Towns A and B are 420km apart. Two lorries departed from A at the same time travelling towards B. Lorry x travelled at an average speed of 15km/h less than Y and reached 1 hour 24 minutes later.

Let the average speed of lorry Y be S km/h.
Therefore, the average speed of lorry X is S - 15 km/h.
The time taken by lorry Y to reach town B is given by:
420/S
The time taken by lorry X to reach town B is given by:
420/(S-15)
According to the problem, lorry X reached 1 hour 24 minutes later than lorry Y, which means that the time taken by lorry X is 1 hour and 24 minutes more than the time taken by lorry Y.

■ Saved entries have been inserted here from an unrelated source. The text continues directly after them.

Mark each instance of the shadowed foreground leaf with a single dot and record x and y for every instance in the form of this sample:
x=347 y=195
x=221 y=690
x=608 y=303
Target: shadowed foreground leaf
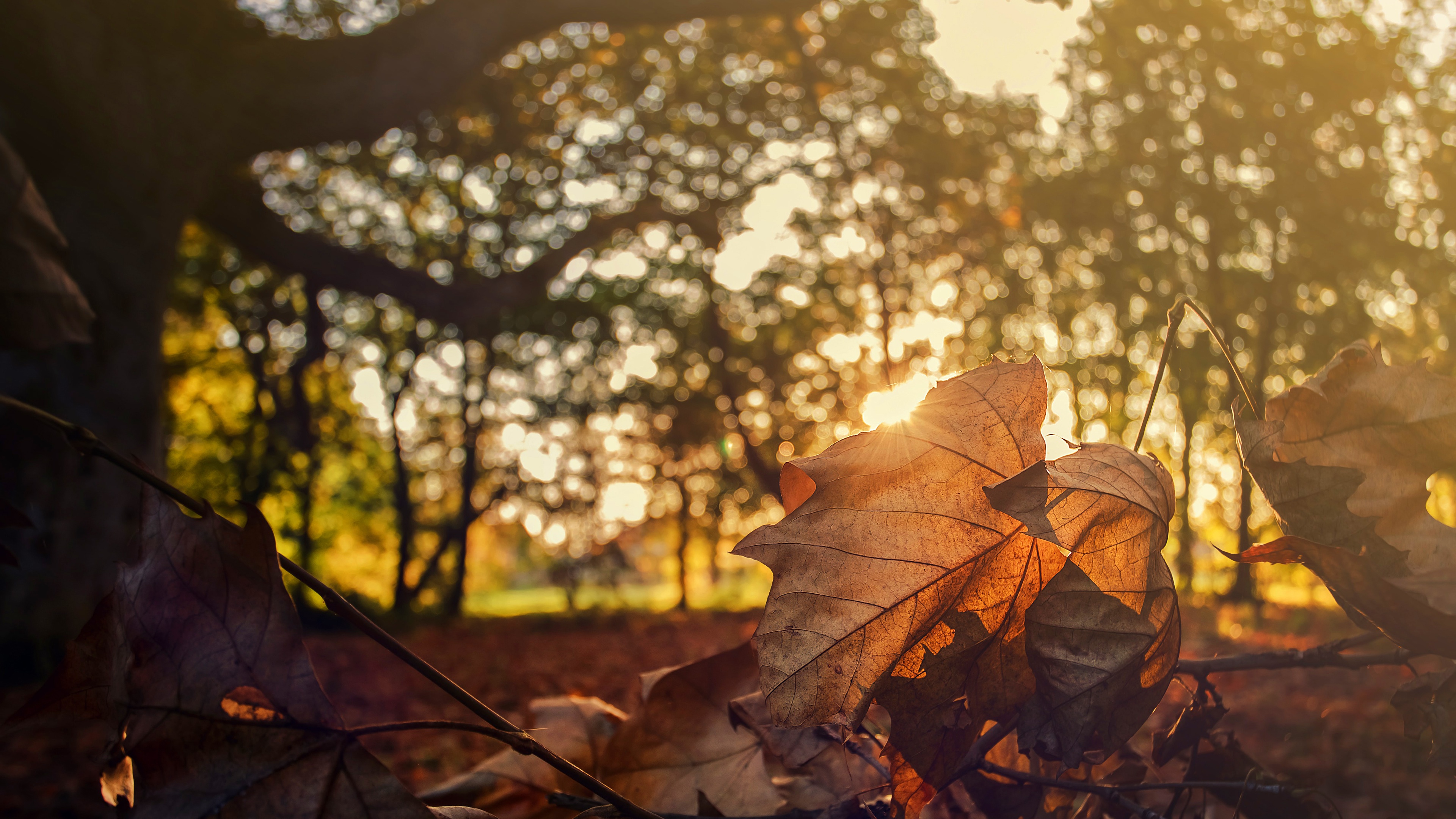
x=682 y=742
x=1429 y=707
x=1345 y=460
x=199 y=665
x=1103 y=636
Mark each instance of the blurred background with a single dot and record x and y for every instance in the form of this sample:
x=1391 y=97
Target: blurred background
x=546 y=344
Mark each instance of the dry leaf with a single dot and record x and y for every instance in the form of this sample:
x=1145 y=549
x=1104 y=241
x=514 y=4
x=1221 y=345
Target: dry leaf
x=574 y=728
x=1429 y=707
x=1398 y=614
x=1345 y=460
x=199 y=664
x=999 y=798
x=682 y=742
x=1193 y=725
x=814 y=767
x=1227 y=763
x=1103 y=636
x=889 y=541
x=943 y=691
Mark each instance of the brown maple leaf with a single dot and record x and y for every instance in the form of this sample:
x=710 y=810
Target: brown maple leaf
x=576 y=728
x=1345 y=460
x=199 y=665
x=892 y=535
x=901 y=576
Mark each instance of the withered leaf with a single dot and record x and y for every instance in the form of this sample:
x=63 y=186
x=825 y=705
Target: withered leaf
x=1398 y=614
x=682 y=742
x=1345 y=460
x=1103 y=637
x=959 y=677
x=889 y=540
x=817 y=767
x=576 y=728
x=197 y=661
x=1429 y=707
x=1189 y=729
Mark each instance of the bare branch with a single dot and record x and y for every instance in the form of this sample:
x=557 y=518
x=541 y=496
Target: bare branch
x=86 y=442
x=477 y=304
x=356 y=88
x=1318 y=658
x=513 y=739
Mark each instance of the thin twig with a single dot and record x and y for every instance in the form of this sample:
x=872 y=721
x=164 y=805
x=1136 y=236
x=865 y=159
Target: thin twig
x=982 y=747
x=1250 y=788
x=1106 y=792
x=574 y=802
x=1317 y=658
x=513 y=739
x=1174 y=320
x=1228 y=356
x=864 y=754
x=88 y=444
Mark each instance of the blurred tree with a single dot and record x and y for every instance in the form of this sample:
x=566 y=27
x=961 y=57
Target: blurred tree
x=1266 y=159
x=129 y=119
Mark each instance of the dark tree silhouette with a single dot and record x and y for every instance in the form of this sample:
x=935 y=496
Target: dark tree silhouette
x=137 y=117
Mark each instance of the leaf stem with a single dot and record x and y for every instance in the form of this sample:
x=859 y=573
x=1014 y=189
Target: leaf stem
x=86 y=442
x=1228 y=356
x=509 y=738
x=582 y=803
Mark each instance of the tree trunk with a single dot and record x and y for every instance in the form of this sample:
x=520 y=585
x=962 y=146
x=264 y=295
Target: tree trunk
x=682 y=547
x=126 y=114
x=1244 y=588
x=1186 y=535
x=404 y=506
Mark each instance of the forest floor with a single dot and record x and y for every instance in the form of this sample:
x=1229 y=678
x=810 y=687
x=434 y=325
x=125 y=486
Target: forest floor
x=1330 y=729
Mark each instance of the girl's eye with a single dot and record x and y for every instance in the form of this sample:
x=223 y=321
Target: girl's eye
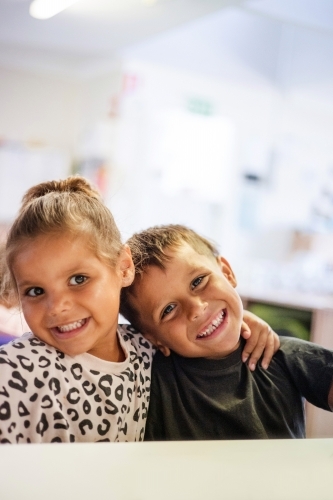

1 hour and 24 minutes is equivalent to 1 + (24/60) hours = 1.4 hours.
So we have the equation:
420/(S-15) = 420/S + 1.4
Multiplying both sides of the equation by S(S-15) to eliminate the denominators, we get:
420S = 420(S-15) + 1.4S(S-15)
Expanding and simplifying:
420S = 420S - 6300 + 1.4S^2 - 21S
Combining like terms:
0 = 1.4S^2 - 21S - 6300
Dividing both sides by 0.1 (to simplify calculations), we get:
0 = 14S^2 - 210S - 63000
Dividing through by 14 (to further simplify calculations), we get:
0 = S^2 - 15S - 4500
Now we can factorize this equation:
0 = (S - 75)(S + 60)
This gives us two values for S:
S - 75 = 0, S = 75
S + 60 = 0, S = -60
Since speed cannot be negative, we discard the second solution.
Therefore, the average speed of lorry Y is 75 km/h.